How to Spot a "Constant Difference" Question
Look for these key indicators:
- A "Before" and "After" scenario - Two different time periods or states
- Both quantities change by the same amount - Equal additions or time passing
- The difference remains constant - The gap between the two quantities doesn't change
Common situations include:
- Age problems where time passes equally for everyone
- Adding the same amount to both quantities
- Simultaneous growth at the same rate
Example Question
Let's look at a typical PSLE-style age problem:
The ages of Mia and Lucas are in the ratio of 4:7. In 6 years' time, their ages will be in the ratio of 3:5. How old is Lucas now?
Can you spot the constant difference?
- Before: Ages are in ratio 4:7
- Change: Both age by 6 years (same change!)

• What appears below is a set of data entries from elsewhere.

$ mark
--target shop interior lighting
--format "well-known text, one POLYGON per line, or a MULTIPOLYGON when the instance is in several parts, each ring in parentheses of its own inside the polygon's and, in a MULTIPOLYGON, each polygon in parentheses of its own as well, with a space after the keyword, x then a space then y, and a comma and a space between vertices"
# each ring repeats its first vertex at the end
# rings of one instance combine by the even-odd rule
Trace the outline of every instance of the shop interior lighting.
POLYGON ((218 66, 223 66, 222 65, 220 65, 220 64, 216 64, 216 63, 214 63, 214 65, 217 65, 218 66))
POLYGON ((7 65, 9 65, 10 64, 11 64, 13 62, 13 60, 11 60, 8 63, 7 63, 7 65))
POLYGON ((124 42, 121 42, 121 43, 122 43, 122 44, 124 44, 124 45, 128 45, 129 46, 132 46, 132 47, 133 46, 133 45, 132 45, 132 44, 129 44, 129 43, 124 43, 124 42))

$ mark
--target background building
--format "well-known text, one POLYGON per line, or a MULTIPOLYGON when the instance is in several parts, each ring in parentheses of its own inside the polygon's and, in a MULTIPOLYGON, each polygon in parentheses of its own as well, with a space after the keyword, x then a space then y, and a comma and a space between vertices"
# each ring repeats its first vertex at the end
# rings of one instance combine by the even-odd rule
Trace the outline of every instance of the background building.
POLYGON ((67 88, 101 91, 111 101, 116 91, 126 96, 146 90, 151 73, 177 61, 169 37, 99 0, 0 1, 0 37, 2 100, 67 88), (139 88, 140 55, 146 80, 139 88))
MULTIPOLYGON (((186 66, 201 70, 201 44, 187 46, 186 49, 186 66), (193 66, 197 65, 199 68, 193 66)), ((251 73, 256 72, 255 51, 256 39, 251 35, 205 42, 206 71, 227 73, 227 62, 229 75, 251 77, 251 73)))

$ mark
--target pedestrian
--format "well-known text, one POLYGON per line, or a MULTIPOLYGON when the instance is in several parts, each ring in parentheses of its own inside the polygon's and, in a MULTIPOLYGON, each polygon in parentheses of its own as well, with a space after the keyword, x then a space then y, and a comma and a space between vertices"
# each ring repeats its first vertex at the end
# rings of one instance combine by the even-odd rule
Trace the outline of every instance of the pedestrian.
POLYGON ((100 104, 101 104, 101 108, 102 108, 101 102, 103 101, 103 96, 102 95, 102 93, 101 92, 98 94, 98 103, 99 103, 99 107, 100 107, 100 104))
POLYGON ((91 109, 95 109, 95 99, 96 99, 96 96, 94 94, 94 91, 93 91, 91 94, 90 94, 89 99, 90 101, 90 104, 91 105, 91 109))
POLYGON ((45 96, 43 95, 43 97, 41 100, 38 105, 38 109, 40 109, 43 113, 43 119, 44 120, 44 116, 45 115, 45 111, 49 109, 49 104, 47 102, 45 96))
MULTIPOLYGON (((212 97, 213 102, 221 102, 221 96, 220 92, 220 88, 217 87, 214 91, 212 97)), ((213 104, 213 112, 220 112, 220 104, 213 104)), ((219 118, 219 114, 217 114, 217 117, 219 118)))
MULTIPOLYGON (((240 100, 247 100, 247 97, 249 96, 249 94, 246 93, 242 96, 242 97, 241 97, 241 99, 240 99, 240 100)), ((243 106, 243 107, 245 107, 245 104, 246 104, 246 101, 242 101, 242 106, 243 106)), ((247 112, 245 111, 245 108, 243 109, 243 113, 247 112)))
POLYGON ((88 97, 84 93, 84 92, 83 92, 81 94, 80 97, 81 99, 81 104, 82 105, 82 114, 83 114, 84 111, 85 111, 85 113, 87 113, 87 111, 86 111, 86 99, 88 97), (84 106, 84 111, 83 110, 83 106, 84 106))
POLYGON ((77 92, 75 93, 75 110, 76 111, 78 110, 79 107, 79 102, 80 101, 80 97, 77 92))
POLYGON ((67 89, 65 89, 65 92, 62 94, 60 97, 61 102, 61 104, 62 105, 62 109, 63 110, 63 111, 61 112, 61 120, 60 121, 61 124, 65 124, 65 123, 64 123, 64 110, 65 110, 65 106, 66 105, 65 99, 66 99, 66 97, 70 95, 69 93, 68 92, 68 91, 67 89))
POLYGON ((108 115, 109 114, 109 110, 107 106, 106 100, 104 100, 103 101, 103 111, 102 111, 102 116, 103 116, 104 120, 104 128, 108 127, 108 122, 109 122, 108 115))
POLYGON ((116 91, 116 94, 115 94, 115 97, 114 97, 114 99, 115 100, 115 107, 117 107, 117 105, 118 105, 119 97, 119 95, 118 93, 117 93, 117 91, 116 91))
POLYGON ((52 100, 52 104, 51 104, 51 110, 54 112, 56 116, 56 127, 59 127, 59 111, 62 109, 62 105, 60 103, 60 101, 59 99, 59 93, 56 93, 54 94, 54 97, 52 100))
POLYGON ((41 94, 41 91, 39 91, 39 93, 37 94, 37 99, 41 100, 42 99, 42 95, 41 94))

- After: Ages are in ratio 3:5
Since both Mia and Lucas age by the same 6 years, the difference between their ages stays constant. This is the key insight!
The Solution Method
Step 1: Create the Before-Change-After Table
Set up a table with an additional column for "Difference":
Notice: The difference in the "Before" state is 7 - 4 = 3, and in the "After" state is 5 - 3 = 2. But these are in ratio form, not actual values!

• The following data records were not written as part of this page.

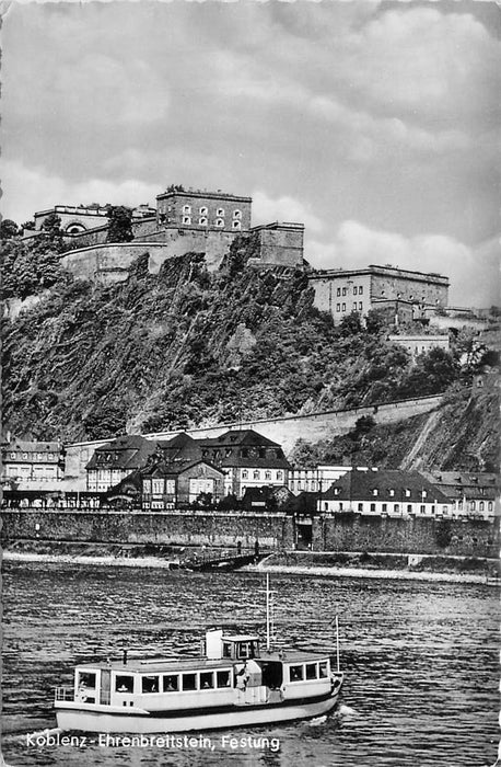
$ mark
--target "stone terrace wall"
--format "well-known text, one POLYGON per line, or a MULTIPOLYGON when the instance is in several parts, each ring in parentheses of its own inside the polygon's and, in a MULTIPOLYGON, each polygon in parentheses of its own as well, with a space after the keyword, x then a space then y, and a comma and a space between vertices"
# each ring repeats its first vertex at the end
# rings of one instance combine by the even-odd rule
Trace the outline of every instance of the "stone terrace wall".
MULTIPOLYGON (((2 539, 93 543, 292 549, 292 516, 254 512, 3 511, 2 539)), ((313 551, 498 557, 497 525, 486 520, 399 519, 360 514, 313 518, 313 551)))
POLYGON ((293 522, 286 514, 245 512, 4 511, 2 539, 100 543, 171 543, 291 548, 293 522))
POLYGON ((499 530, 485 519, 399 519, 362 514, 314 517, 314 551, 497 557, 499 530))

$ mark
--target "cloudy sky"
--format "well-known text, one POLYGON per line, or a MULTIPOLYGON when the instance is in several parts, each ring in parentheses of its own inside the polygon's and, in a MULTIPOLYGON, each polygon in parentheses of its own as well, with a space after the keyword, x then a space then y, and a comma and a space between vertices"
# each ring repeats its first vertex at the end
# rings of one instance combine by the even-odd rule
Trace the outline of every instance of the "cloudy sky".
POLYGON ((2 33, 5 217, 222 188, 313 266, 500 302, 493 2, 13 2, 2 33))

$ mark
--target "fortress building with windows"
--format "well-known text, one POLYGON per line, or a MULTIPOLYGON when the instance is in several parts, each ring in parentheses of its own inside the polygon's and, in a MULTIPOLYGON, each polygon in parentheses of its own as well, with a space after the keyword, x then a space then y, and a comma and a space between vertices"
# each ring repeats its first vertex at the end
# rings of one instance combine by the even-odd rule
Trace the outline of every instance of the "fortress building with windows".
MULTIPOLYGON (((95 282, 127 279, 131 263, 148 253, 151 273, 165 261, 187 253, 201 253, 209 271, 223 263, 235 238, 255 243, 248 266, 305 268, 304 225, 298 222, 252 226, 252 197, 218 190, 185 190, 171 185, 156 195, 156 208, 140 205, 132 210, 133 239, 107 242, 109 206, 63 206, 35 214, 38 237, 50 214, 61 218, 69 250, 62 264, 77 277, 95 282)), ((448 279, 394 266, 370 265, 358 270, 308 271, 315 306, 328 311, 335 323, 371 309, 388 314, 395 324, 412 320, 428 323, 430 316, 447 306, 448 279)))

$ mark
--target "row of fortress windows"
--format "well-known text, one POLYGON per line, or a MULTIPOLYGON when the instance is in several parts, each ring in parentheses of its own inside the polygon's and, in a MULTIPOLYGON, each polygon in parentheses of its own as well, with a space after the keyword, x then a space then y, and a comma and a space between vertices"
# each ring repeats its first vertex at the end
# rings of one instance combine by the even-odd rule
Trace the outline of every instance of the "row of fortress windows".
MULTIPOLYGON (((336 291, 336 295, 337 296, 346 296, 347 290, 348 290, 348 288, 338 288, 336 291)), ((357 295, 359 295, 359 296, 363 295, 363 285, 360 285, 360 286, 354 285, 353 286, 353 296, 357 296, 357 295)))
MULTIPOLYGON (((188 215, 183 216, 183 224, 186 224, 187 226, 189 226, 191 224, 191 216, 188 216, 188 215)), ((220 227, 221 229, 223 229, 224 228, 224 218, 217 218, 214 224, 217 227, 220 227)), ((209 219, 207 218, 207 216, 199 217, 198 226, 200 226, 200 227, 209 226, 209 219)), ((233 220, 232 221, 232 229, 235 229, 235 230, 242 229, 242 221, 233 220)))

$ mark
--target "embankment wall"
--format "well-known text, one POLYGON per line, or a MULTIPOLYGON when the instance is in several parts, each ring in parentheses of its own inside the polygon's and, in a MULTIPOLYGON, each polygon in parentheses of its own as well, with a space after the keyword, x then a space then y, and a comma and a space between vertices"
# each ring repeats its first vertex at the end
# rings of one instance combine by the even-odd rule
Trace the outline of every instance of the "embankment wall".
MULTIPOLYGON (((8 510, 2 539, 100 543, 292 549, 295 520, 283 513, 253 512, 77 512, 8 510)), ((497 525, 486 520, 398 519, 335 514, 315 516, 313 551, 443 554, 496 558, 497 525)))
POLYGON ((286 514, 245 512, 2 512, 2 539, 100 543, 171 543, 291 548, 293 520, 286 514))
POLYGON ((335 514, 313 519, 314 551, 497 557, 497 524, 485 519, 400 519, 335 514))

Step 2: Find the Lowest Common Multiple
Since the difference has no change as they age (both add 6 years), we need to find the lowest common multiple (LCM) of the two difference ratios: 3 and 2.
LCM of 3 and 2 = 6
This tells us that 1 unit of difference = 6 years in reality.
Step 3: Change the Ratios
To make the differences equal to 6, we need to multiply each ratio:
Before ratio (difference = 3):
- Multiply by 2: Mia = 4 × 2 = 8, Lucas = 7 × 2 = 14
- New difference = 3 × 2 = 6 ✓
After ratio (difference = 2):
- Multiply by 3: Mia = 3 × 3 = 9, Lucas = 5 × 3 = 15
- New difference = 2 × 3 = 6 ✓
Step 4: Find the Difference in Units
Now we can see the actual change:
- Lucas: 15 - 14 = 1u
- Change = 6 years
- Therefore: 1u = 6 years
Step 5: Solve for the Answer
The question asks: How old is Lucas now?
From our table, we can see that in 6 years' time (the "After" state), Lucas will be 15 units.
Since 1u = 6 (from our LCM calculation representing the age difference):
- Lucas in 6 years = 15u = 15 × 6 = 90 years old
But we need Lucas's age NOW, not in 6 years:
- Lucas now = 90 - 6 = 84 years old
Alternatively, we can calculate directly from the "Before" state:
- Lucas now = 14 (from the adjusted ratio where the difference equals 6)

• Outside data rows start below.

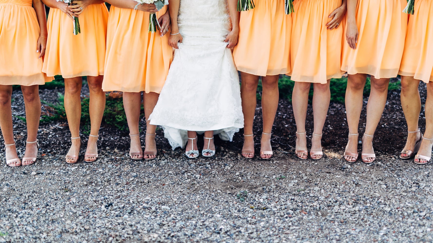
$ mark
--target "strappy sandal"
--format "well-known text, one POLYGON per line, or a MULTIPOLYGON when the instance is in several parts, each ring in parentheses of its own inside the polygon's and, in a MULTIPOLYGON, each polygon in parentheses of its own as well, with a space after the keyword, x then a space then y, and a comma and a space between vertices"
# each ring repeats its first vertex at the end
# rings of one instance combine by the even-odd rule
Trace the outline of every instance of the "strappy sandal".
POLYGON ((196 136, 194 138, 188 137, 188 139, 192 141, 192 149, 185 152, 185 155, 190 159, 196 159, 198 157, 199 152, 198 150, 194 150, 194 139, 197 139, 197 136, 196 136), (191 156, 191 154, 194 155, 194 156, 191 156))
MULTIPOLYGON (((37 139, 36 139, 36 141, 35 141, 34 142, 29 142, 28 141, 26 141, 26 142, 27 143, 27 144, 34 144, 35 143, 36 143, 36 151, 37 151, 38 149, 39 148, 39 144, 38 143, 37 139)), ((37 153, 37 152, 36 153, 37 153)), ((36 158, 31 158, 28 157, 23 158, 23 160, 22 160, 23 162, 32 161, 32 163, 29 164, 27 164, 25 165, 23 164, 23 163, 21 163, 21 165, 23 166, 27 166, 28 165, 32 165, 33 164, 35 163, 36 162, 36 158)))
MULTIPOLYGON (((323 134, 317 134, 314 133, 313 133, 313 136, 317 136, 317 137, 322 137, 322 135, 323 134)), ((320 160, 322 158, 323 158, 323 153, 322 151, 310 151, 310 157, 313 160, 320 160), (312 155, 320 155, 320 157, 318 157, 318 158, 317 158, 317 157, 316 157, 316 158, 313 158, 312 157, 312 155)))
MULTIPOLYGON (((297 135, 296 137, 295 137, 295 142, 297 143, 297 135, 303 135, 304 134, 307 134, 307 132, 306 131, 304 132, 296 132, 296 134, 297 135)), ((307 135, 306 135, 305 136, 306 137, 307 135)), ((306 159, 307 159, 308 158, 308 151, 307 151, 306 150, 295 150, 295 154, 296 155, 297 157, 298 158, 299 158, 301 160, 306 160, 306 159), (301 157, 301 156, 298 155, 298 154, 299 154, 300 153, 301 153, 301 154, 305 154, 305 155, 307 155, 307 158, 303 158, 302 157, 301 157)))
MULTIPOLYGON (((423 139, 428 140, 429 141, 433 141, 433 138, 427 138, 426 137, 424 137, 423 136, 423 139)), ((431 149, 430 149, 430 150, 431 150, 431 149)), ((421 154, 418 154, 415 156, 415 159, 414 160, 414 162, 415 163, 418 165, 425 165, 427 163, 428 163, 430 162, 430 160, 431 160, 431 158, 432 158, 431 154, 430 154, 430 157, 428 157, 427 156, 424 156, 424 155, 421 155, 421 154), (418 160, 417 161, 417 159, 418 160), (421 163, 421 160, 427 160, 427 162, 425 163, 421 163)))
MULTIPOLYGON (((15 146, 15 143, 14 143, 13 144, 6 144, 6 143, 5 143, 4 145, 5 145, 5 147, 4 147, 5 153, 6 153, 6 147, 14 146, 15 146)), ((22 164, 21 161, 19 160, 19 159, 18 158, 16 159, 11 159, 10 160, 6 160, 6 165, 7 165, 9 167, 19 167, 20 166, 21 166, 21 164, 22 164), (16 163, 19 163, 19 165, 9 165, 10 164, 14 162, 15 162, 16 164, 16 163)))
POLYGON ((414 151, 411 151, 407 149, 404 149, 401 150, 400 152, 400 155, 399 156, 400 159, 402 160, 408 160, 409 159, 411 159, 415 157, 415 154, 418 152, 418 150, 420 150, 420 147, 421 147, 421 142, 423 141, 423 133, 421 132, 420 129, 418 129, 417 131, 407 131, 407 133, 418 133, 418 132, 421 133, 421 138, 419 140, 417 141, 416 143, 415 144, 415 148, 414 149, 414 151), (408 155, 407 157, 404 157, 401 156, 403 153, 405 153, 408 155))
MULTIPOLYGON (((89 134, 89 137, 94 137, 98 138, 98 137, 99 137, 99 135, 92 135, 91 134, 89 134)), ((96 161, 98 159, 98 154, 97 153, 97 148, 96 149, 97 149, 97 150, 96 150, 97 151, 97 153, 86 153, 85 154, 84 154, 84 162, 87 162, 88 163, 91 163, 91 162, 94 162, 96 161), (94 157, 96 158, 94 160, 86 160, 86 158, 90 158, 90 157, 94 157)))
MULTIPOLYGON (((272 133, 266 133, 265 132, 262 132, 262 134, 264 134, 265 135, 269 135, 269 136, 272 135, 272 133)), ((261 141, 262 139, 260 139, 261 141)), ((269 142, 271 141, 271 139, 269 138, 269 142)), ((262 148, 260 147, 260 156, 259 157, 262 160, 269 160, 271 158, 272 158, 272 155, 274 155, 274 152, 272 151, 262 151, 262 148), (262 157, 262 155, 270 155, 271 157, 269 158, 263 158, 262 157)))
MULTIPOLYGON (((350 133, 349 132, 349 136, 359 136, 359 133, 350 133)), ((357 139, 357 140, 358 140, 357 139)), ((358 160, 358 157, 359 155, 359 154, 358 153, 349 153, 349 152, 346 152, 346 151, 347 150, 347 146, 346 145, 346 149, 344 151, 344 159, 346 160, 346 161, 347 161, 348 162, 350 162, 351 163, 354 163, 355 162, 356 162, 356 160, 358 160), (352 157, 353 158, 355 158, 355 161, 352 161, 352 160, 348 160, 347 159, 346 159, 346 156, 349 156, 350 157, 352 157)))
MULTIPOLYGON (((366 136, 367 137, 374 137, 374 135, 370 135, 369 134, 366 134, 365 133, 364 134, 364 136, 366 136)), ((364 162, 365 163, 368 163, 368 164, 369 164, 370 163, 372 163, 373 161, 375 161, 375 160, 376 160, 376 154, 375 153, 361 153, 361 160, 362 160, 362 162, 364 162), (371 161, 370 161, 370 162, 364 161, 364 159, 365 159, 366 158, 373 158, 373 160, 372 160, 371 161)))
MULTIPOLYGON (((139 136, 140 134, 129 134, 129 137, 136 137, 137 136, 139 136)), ((129 152, 129 157, 131 158, 131 160, 141 160, 143 159, 143 151, 137 151, 136 152, 129 152), (132 158, 132 156, 135 155, 140 155, 141 156, 141 158, 132 158)))
MULTIPOLYGON (((154 133, 153 134, 150 134, 150 133, 147 133, 147 132, 146 133, 146 136, 155 136, 156 135, 156 133, 154 133)), ((148 158, 147 159, 145 159, 144 160, 155 160, 155 159, 156 158, 157 153, 157 152, 156 151, 146 151, 146 150, 145 149, 144 150, 144 155, 147 155, 148 156, 148 158), (155 155, 155 157, 154 157, 153 158, 149 158, 149 155, 155 155)))
POLYGON ((207 148, 206 149, 203 149, 201 151, 201 155, 205 157, 212 157, 215 155, 215 150, 212 150, 209 149, 209 146, 210 145, 210 140, 213 139, 213 137, 212 136, 212 137, 203 137, 205 139, 209 139, 209 142, 207 143, 207 148), (206 153, 210 153, 210 155, 205 155, 204 154, 206 153))
MULTIPOLYGON (((250 134, 249 135, 245 135, 244 134, 243 134, 243 135, 244 135, 244 143, 245 142, 245 137, 252 137, 253 144, 254 144, 254 134, 250 134)), ((246 158, 247 159, 252 159, 254 157, 254 150, 253 149, 252 150, 242 150, 242 151, 241 151, 241 155, 242 155, 242 157, 243 157, 244 158, 246 158), (252 154, 252 157, 247 157, 246 156, 245 156, 245 155, 243 155, 244 153, 247 153, 248 154, 252 154)))
MULTIPOLYGON (((71 140, 72 140, 72 139, 80 139, 80 148, 81 148, 81 138, 80 137, 71 137, 71 140)), ((67 163, 68 163, 69 164, 74 164, 76 163, 77 162, 78 162, 78 157, 79 157, 79 156, 78 155, 66 155, 66 156, 65 157, 65 159, 71 159, 71 160, 75 160, 75 161, 74 162, 68 162, 68 160, 65 160, 65 161, 66 161, 66 162, 67 163)))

- But this 14 is not in units; we need to figure out the actual age
Why This Concept Matters
The "Constant Difference" concept is an advanced problem-solving strategy not found in the official syllabus. It:
- Simplifies complex age and ratio problems
- Uses the LCM technique to make difference equal
- Appears frequently in PSLE Math Paper 2
- Is essential for tackling Difficulty 4 and 5 questions
Key Takeaway
When you see a ratio question where:
- There's a "Before" and "After" state
- Both quantities increase by the same amount
- You have two different ratios
Use the "Constant Difference" concept. Find the LCM of the differences, adjust the ratios accordingly, and solve systematically. This structured approach makes challenging ratio problems much more manageable!
Mastering the "Constant Difference" concept is what helps students tackle difficult ratio questions with confidence in PSLE Math!